Um dia descobri: Tudo Começou com Maquiavel, de Luciano Gruppi, aí comprei um dicionário de ciências políticas, de Norberto Bobbio e descobri uma obra fascinante: As concepções políticas do século XX, de François Chatelet e Evelyne Pisier-Kouchner, de onde derivou-se minha melhor visão acerca do Estado. Embora, ressalve, no curso de sociologia, tive uma boa base anterior, em ciência política, estudando a origem do poder e as primeiras formas primitivas de Estado.

Se eu fosse pedreiro, faria casas, sentaria tijolos. Como são sei bem ao certo quem sou até hoje, vou trabalhar com quem não sabe nada ao certo, aqui todo mundo grassa a pretensão e o exílio daquilo que não compreendemos.

Logo, punimos, quem pensa diferente. É melhor rotular, depreciativamente, aquilo que não compreendemos do que tentar entender aquilo que nos parece distante.

Quero voltar à Sinagoga do Bonfim,  seguir com minhas amizades, rever velhos amigos e trabalhar, trabalhar, com meu ofício.

Amizades que ficam, pois a política passa.

Eu sou mortal, erro muito, tenho grandes limitações, sou frustrado em muitas coisas, perdi uma família que eu amava muito e que por  ela daria minha vida, enganei-me terrivelmente com pessoas que amei muito e de forma pura e sincera.

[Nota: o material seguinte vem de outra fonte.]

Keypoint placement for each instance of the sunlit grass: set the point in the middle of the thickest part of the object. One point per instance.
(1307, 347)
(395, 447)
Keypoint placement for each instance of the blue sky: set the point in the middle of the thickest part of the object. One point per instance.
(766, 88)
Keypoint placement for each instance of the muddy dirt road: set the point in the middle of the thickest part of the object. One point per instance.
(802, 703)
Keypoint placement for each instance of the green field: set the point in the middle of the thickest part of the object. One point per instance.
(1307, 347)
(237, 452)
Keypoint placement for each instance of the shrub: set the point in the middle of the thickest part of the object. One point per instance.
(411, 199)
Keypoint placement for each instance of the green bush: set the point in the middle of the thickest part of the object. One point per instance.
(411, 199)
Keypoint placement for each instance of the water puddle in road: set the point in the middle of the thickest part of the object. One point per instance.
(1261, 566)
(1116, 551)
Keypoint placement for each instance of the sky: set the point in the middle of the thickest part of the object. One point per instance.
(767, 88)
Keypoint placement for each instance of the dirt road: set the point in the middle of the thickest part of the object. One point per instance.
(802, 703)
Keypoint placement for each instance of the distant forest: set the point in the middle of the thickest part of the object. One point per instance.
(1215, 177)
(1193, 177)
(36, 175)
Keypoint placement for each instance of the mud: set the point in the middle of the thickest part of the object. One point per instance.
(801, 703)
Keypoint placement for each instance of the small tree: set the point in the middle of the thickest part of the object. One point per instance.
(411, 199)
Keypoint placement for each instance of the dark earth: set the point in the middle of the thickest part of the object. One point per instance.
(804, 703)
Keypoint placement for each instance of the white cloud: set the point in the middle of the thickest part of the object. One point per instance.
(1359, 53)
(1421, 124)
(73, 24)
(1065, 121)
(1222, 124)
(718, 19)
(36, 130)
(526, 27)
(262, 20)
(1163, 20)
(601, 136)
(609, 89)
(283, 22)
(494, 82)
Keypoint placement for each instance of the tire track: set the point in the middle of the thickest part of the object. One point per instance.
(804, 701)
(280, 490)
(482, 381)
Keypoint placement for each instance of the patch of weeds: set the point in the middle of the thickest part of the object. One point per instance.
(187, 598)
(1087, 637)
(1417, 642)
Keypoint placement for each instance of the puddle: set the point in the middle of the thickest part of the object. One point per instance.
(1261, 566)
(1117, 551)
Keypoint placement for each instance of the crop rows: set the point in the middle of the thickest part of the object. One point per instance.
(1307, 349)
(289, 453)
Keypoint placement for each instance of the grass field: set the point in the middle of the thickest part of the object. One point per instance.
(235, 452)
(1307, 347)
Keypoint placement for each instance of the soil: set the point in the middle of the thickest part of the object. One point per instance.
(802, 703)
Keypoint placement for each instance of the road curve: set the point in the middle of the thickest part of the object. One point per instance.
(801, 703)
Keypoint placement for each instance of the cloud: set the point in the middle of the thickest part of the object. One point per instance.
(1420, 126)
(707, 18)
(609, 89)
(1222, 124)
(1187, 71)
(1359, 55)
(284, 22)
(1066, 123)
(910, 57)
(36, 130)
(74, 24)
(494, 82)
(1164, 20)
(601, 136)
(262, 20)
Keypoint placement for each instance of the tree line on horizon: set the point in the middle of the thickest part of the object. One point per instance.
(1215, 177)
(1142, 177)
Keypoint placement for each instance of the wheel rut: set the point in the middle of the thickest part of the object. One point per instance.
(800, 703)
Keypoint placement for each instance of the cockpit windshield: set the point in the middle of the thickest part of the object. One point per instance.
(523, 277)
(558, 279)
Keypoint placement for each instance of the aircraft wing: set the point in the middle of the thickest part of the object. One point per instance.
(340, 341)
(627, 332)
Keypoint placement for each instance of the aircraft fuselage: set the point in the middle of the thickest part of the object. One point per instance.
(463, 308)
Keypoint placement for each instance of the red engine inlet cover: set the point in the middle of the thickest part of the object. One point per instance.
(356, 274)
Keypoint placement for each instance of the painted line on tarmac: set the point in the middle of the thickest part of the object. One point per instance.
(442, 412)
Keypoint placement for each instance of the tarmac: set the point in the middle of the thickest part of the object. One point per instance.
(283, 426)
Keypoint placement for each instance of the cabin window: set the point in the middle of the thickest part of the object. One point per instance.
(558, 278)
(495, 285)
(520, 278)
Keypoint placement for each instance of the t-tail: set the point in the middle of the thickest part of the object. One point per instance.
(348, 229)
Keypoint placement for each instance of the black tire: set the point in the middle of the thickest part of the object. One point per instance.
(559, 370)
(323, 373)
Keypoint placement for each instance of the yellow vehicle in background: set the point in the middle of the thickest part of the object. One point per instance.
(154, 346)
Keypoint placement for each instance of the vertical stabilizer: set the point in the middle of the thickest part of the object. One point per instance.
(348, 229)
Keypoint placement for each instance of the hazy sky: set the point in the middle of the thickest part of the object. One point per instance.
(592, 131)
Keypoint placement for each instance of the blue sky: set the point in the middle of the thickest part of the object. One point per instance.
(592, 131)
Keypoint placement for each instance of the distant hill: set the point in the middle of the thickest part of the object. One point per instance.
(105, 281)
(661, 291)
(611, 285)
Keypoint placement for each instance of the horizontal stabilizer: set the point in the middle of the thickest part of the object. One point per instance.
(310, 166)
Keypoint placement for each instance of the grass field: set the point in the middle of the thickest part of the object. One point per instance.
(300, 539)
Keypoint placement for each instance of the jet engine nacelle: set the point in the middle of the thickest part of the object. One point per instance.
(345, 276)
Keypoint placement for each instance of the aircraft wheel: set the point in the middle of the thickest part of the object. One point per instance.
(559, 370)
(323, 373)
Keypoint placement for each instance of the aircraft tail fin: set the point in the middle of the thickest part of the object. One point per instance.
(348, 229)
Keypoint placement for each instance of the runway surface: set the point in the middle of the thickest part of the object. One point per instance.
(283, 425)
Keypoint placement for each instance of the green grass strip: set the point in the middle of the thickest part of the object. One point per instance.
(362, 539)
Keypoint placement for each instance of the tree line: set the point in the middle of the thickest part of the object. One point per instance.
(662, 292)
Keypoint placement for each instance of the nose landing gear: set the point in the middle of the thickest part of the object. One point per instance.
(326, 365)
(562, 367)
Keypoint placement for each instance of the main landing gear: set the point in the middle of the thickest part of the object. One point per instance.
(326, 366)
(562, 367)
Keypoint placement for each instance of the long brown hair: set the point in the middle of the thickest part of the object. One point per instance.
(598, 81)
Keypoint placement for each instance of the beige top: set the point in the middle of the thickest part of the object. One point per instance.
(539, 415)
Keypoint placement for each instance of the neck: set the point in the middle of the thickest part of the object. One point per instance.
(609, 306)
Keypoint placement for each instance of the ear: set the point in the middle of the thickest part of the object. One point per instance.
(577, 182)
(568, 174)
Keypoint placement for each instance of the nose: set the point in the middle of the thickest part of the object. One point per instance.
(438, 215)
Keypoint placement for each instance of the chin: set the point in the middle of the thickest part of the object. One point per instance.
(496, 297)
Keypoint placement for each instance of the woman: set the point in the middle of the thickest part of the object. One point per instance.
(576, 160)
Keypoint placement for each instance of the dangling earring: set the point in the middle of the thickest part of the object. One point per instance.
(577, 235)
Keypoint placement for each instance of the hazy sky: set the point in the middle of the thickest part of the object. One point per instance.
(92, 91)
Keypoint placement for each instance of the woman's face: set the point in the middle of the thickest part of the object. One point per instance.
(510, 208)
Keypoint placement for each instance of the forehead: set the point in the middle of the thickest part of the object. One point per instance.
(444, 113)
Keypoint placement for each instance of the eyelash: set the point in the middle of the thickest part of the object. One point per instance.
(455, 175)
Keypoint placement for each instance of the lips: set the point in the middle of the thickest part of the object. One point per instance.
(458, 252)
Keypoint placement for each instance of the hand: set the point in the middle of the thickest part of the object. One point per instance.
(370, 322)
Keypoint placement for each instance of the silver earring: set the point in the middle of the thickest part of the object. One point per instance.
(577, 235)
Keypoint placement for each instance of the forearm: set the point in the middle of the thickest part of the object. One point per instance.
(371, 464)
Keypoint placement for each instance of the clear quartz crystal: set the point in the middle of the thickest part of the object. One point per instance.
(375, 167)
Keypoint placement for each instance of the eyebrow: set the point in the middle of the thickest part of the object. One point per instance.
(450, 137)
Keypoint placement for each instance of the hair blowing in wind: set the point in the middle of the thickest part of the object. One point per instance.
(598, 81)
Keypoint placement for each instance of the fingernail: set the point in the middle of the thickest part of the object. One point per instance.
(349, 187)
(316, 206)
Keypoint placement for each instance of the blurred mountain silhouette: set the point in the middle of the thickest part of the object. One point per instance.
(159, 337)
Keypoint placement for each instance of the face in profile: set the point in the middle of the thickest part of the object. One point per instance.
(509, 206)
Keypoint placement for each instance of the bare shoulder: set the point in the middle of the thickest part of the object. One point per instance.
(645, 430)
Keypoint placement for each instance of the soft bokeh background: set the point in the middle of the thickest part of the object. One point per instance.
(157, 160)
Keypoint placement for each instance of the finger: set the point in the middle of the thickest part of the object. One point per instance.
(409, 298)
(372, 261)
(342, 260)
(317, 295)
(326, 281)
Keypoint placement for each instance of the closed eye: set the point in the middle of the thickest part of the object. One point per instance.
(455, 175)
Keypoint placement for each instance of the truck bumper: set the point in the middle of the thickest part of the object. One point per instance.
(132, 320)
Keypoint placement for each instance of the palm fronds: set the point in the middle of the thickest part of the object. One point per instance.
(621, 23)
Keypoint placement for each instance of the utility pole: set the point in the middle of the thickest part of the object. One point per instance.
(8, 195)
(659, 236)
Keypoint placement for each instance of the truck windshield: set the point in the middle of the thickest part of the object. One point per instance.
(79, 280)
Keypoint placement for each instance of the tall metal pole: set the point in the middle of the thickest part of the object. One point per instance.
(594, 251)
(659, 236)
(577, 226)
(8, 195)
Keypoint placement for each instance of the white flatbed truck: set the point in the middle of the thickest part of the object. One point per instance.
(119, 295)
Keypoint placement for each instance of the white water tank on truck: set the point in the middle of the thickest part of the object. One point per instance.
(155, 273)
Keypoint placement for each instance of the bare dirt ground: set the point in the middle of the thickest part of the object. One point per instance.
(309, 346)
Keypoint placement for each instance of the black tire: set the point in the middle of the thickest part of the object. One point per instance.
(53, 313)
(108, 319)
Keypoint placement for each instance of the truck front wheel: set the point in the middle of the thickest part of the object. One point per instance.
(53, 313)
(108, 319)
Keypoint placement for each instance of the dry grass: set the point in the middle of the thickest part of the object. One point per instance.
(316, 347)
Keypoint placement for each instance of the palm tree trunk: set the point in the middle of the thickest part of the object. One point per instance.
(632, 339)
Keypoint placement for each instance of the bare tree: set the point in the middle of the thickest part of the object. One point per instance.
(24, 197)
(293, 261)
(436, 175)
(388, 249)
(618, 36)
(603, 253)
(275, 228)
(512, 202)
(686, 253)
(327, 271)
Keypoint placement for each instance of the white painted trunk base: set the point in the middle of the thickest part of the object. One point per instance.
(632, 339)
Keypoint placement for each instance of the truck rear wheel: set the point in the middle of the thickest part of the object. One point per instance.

Enganei-me muito com pessoas que se diziam amigas, mas eram ávidas em cravar um punhal nas minhas costas.

Mas, chega a hora que uma decisão precisa ser tomada. Uma conjunção e uma série de fatores colidiram na conspiração cósmica para que tudo acontecesse.

O amor existe, é lindo. É conjunto de afeições profundas. Pouca gente sabe o que é amar por completo. É tudo tão complexo. Nossas almas são inquietas. Irrequietas. Buscamos sempre a mansão do amanhã. Minha filha me faz repensar tudo.


 

 

*Autor de 6 livros, jornalista nacional com registro no MtB nº 11.175, Registro Internacional de jornalista nº 908 225, Sociólogo e Advogado.